Увидев меня, Анна Степановна стала допытываться, как моя фамилия, я назвала, она сделала вид, что не поняла, спросила снова, и так переспрашивала раз десять. Я видела, что она прекрасно меня понимает, но няня явно добивалась, чтобы я разволновалась, смутилась и стала бояться ее.

Приходя в ночную смену, Анна Степановна начинала разгонять всех по койкам, не разрешая никому даже тихо посидеть, дети в ее смену зарывались от страха под одеяло с головой. А она ходила по коридору от палаты к палате и прислушивалась, никто ли не шевелится. Больше всего ее грубых окриков выпадало на мою долю, ведь я из-за гиперкинеза (неконтролируемые движения рук и ног), не могла лежать спокойно. И когда эта садистка слышала, что я задвигалась на койке, тотчас же раздавался ее зычный крик:

– Черемнова! Чего ты возишься под одеялом?

От страха я сжималась, и на глаза наворачивались слезы. Иногда безумно хотелось в туалет, но приходилось терпеть и ждать, когда няни всех поднимут – по распорядку часов в одиннадцать-двенадцать ночи детей поднимали и предлагали «сходить на таз». Если б только кто-то мог слышать, как я сама себя уговаривала потерпеть до этого момента! Иногда, так и не дождавшись времени «сходить на таз», я засыпала, а потом, проснувшись, мучилась из-за невозможности опорожниться. Какой мерой можно измерить эти страдания больного ребенка? Почему ребенок должен лежать с переполненным мочевым пузырем? Неужели так сложно высаживать на горшок по необходимости, а не по команде?

Справедливости ради отмечу: старшая медсестра была вполне нормальной и доброй женщиной. А вот ее родная сестра, эта Анна Степановна, оказалась утонченным инквизитором. Ну куда ей в нянечки? Такие няни только калечат детскую психику.

Анна Степановна застряла в моей памяти на много-много лет. А когда через четыре десятилетия я написала сказку-повесть «Шел по осени щенок» и там фигурировала дурная уборщица, безжалостно гонявшая шваброй беззащитного щенка, звали уборщицу, конечно же, Анна Степановна. В повести её быстро усмиряют и напоминают, что её работа мыть полы. А вот реальную Анну Степановну поставить на место было некому.

Желаю умереть…

Воспитатели попросили нянь, чтобы те, невзирая на мою апатию, по утрам одевали и усаживали меня в коляску, чтобы пробудить хоть какой интерес к жизни. Но я и в коляске сидела вялая, безразличная ко всему, с полуприкрытыми глазами. Просто тихо заставляла себя умирать, не желая вступать в этот чуждый, насильно навязанный мне мир.

Вскоре шаловливая ребятня открутила все гайки у моей коляски, и ею стало невозможно пользоваться.

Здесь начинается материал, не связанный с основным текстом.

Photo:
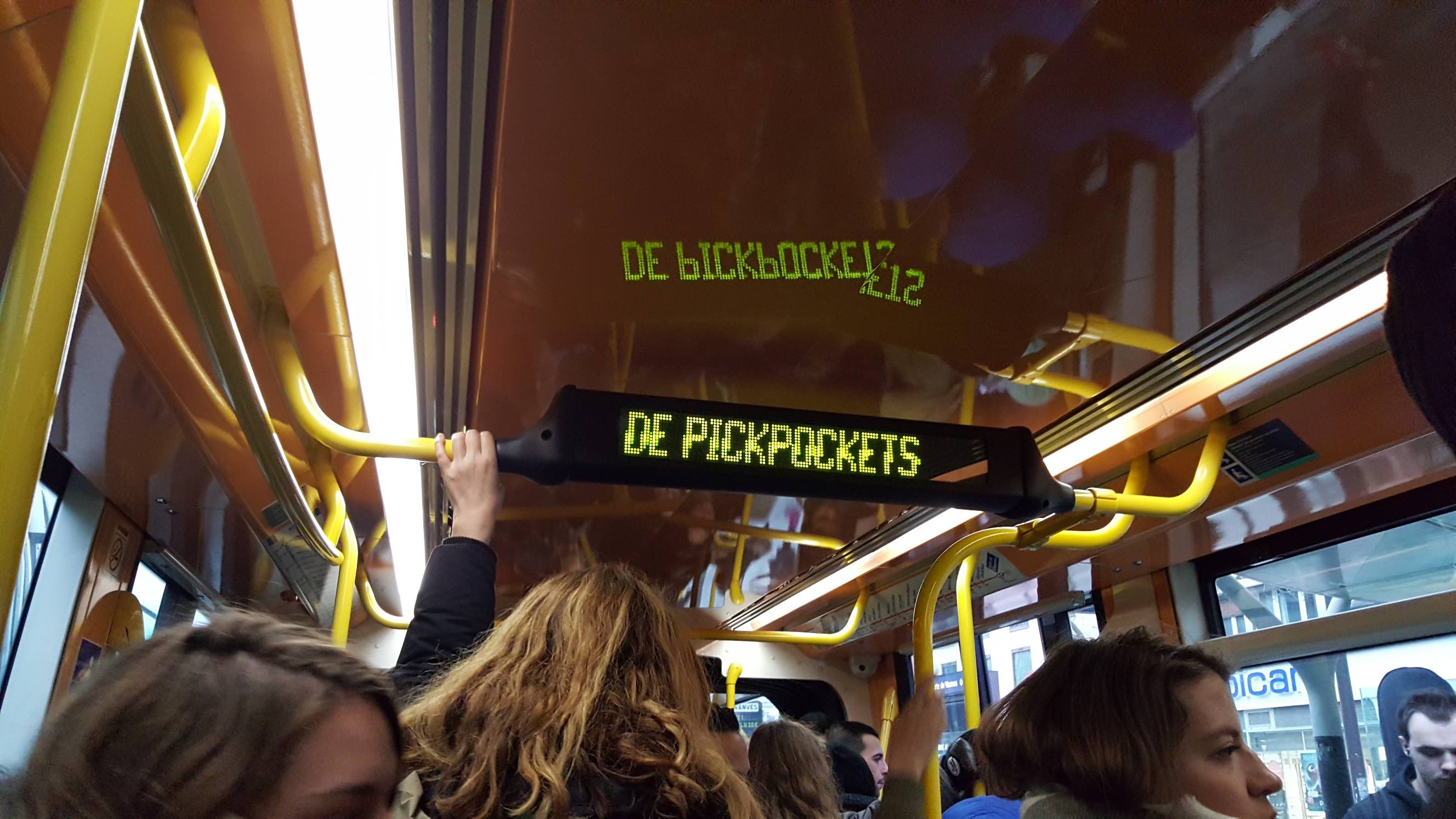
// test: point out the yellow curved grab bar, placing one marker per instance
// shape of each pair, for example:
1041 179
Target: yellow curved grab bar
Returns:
1183 503
795 638
274 327
635 509
344 590
1114 528
200 100
734 669
1082 388
1050 532
736 579
809 539
367 589
153 147
48 258
964 550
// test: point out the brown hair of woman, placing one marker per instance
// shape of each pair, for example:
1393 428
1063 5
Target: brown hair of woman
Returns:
789 771
197 723
1110 712
589 682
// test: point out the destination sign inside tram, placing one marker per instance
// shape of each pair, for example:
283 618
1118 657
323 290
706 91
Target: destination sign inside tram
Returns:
613 437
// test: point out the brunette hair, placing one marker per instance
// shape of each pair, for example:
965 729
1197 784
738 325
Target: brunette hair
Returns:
587 681
194 723
788 767
1436 704
1100 719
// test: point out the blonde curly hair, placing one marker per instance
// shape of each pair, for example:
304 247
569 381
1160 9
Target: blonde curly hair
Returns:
587 681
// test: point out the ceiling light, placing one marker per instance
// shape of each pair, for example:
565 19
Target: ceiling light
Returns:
349 66
1299 334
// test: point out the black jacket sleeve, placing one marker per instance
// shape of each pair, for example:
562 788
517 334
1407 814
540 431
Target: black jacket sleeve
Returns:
455 608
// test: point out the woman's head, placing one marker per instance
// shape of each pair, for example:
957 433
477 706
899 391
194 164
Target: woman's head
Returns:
789 770
248 718
1126 722
587 680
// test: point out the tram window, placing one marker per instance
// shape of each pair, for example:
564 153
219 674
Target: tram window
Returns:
1011 656
1296 713
1084 623
1395 565
753 713
149 588
43 512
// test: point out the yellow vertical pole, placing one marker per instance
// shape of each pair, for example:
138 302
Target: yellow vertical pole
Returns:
44 276
734 669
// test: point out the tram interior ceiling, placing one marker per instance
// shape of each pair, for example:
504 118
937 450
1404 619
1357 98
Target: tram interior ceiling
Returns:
775 305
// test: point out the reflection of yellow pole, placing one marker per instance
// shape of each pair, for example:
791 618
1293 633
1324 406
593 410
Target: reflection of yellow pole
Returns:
736 582
1082 388
44 276
795 638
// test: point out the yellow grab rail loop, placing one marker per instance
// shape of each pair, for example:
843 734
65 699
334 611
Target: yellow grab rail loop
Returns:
1051 531
274 326
200 100
153 147
795 638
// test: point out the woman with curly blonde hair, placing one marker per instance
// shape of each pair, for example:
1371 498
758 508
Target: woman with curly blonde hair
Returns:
587 700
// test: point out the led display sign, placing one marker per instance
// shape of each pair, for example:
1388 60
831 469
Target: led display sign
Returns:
611 437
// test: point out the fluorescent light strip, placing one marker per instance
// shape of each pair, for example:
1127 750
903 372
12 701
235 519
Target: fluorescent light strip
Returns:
1299 334
349 66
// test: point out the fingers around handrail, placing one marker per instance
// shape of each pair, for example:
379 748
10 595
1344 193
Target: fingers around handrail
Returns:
795 638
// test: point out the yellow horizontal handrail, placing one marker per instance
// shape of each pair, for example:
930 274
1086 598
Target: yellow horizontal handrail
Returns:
1114 528
274 326
589 510
806 538
1130 503
200 100
43 279
147 130
734 671
795 638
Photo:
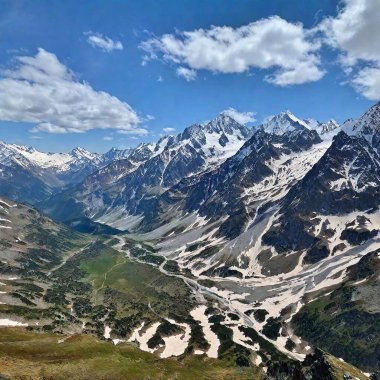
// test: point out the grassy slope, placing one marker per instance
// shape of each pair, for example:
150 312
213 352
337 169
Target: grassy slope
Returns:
343 322
28 355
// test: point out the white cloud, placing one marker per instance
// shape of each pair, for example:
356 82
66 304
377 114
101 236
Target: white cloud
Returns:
240 117
355 33
186 73
105 43
43 91
367 82
271 43
168 130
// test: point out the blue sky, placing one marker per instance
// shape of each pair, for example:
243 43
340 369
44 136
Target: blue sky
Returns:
158 96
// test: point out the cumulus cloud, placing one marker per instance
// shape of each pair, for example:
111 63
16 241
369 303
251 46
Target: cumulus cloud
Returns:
240 117
102 42
271 43
186 73
168 130
367 82
355 33
43 91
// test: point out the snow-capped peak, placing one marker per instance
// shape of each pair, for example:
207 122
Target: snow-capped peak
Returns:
283 122
82 153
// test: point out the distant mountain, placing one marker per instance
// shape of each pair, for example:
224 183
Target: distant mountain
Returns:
125 191
326 130
279 224
283 122
30 175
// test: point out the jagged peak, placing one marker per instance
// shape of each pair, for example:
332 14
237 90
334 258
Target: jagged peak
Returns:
283 122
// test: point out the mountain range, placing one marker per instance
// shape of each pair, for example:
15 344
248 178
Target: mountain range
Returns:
280 221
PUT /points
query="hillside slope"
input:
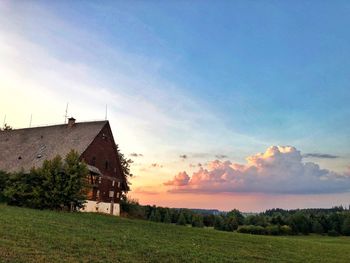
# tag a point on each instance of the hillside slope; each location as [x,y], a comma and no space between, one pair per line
[28,235]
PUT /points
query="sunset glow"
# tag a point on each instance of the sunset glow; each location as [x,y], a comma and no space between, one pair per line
[250,112]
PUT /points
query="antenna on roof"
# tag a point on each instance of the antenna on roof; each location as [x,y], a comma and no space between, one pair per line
[66,114]
[106,113]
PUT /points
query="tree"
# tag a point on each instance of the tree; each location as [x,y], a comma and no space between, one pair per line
[3,182]
[197,220]
[158,216]
[167,218]
[125,165]
[230,223]
[58,184]
[317,227]
[181,220]
[6,127]
[345,230]
[235,213]
[219,223]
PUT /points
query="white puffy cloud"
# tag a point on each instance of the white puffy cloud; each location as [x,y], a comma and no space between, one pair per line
[181,179]
[279,169]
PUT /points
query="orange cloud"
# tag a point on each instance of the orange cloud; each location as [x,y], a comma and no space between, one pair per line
[278,170]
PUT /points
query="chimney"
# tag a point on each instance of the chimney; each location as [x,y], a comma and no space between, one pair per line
[71,122]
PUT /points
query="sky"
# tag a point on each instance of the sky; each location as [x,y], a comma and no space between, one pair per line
[226,104]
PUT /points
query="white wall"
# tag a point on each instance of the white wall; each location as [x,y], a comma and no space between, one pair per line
[101,207]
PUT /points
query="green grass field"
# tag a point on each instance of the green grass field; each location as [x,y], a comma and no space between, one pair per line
[28,235]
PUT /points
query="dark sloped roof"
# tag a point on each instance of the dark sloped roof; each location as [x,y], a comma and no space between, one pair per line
[27,148]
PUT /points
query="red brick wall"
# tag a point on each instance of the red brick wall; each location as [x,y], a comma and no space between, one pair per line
[100,151]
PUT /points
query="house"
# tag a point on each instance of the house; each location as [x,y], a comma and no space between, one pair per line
[22,149]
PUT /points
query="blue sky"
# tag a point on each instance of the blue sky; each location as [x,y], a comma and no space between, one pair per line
[185,77]
[272,70]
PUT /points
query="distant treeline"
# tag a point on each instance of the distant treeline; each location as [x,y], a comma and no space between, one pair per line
[60,184]
[333,222]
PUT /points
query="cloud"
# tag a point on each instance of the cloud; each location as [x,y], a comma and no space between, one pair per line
[320,155]
[221,156]
[183,156]
[278,170]
[136,154]
[182,179]
[156,165]
[146,191]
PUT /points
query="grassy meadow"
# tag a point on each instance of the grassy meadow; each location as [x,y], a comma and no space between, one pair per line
[28,235]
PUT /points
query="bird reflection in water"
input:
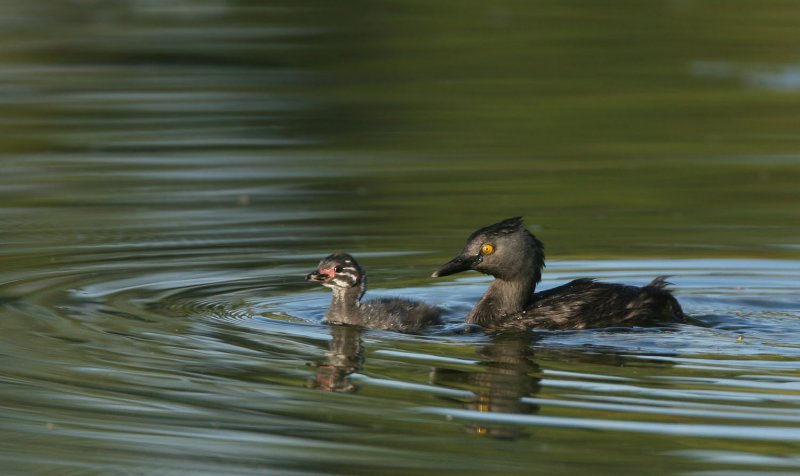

В игровой комнате стояла лишняя кровать, меня приносили теперь на эту кровать. Укладывали поудобнее и тут же забывали о моем существовании. И я была рада этому, и ни в чьем внимании не нуждалась, потому что решила поскорее покинуть это холодное, голодное, грязное, гнусное, гадкое, унизительное место. И понимала, что убежать отсюда могу только одним способом – умерев.

Здания, в которых мы обитали, правильнее было бы назвать строениями. До приюта для больных детей здесь располагалась школа лесоводов. Она состояла из двух деревянных бараков с печным отоплением, в каждой комнате находилось по печке, которые днём топила истопница. Ночью печки должны были поддерживать ночные няни, чего те не делали, поэтому к полуночи во всех комнатах печки еле теплились, а одеяла старенькие, не толще простыней, и мы ужасно мерзли.

Но самое ужасное и постыдное состояло в другом: в нашем корпусе-бараке не было ванной комнаты, где бы можно было мыть таких, как я, хотя бы раз в неделю. А я была домашней чистюлей, нас с двоюродным братиком Серегой купали каждую неделю. За два месяца жизни в детдоме меня ни разу не помыли. В другом корпусе, где меня принимали, впоследствии оборудовали ванны для ослабленных детей, а в нашем корпусе их было негде поставить. И мыться можно было лишь в длинном ряду рукомойников с холодной водой. Ходячих тоже не водили в баню – не у всех имелась зимняя одежда.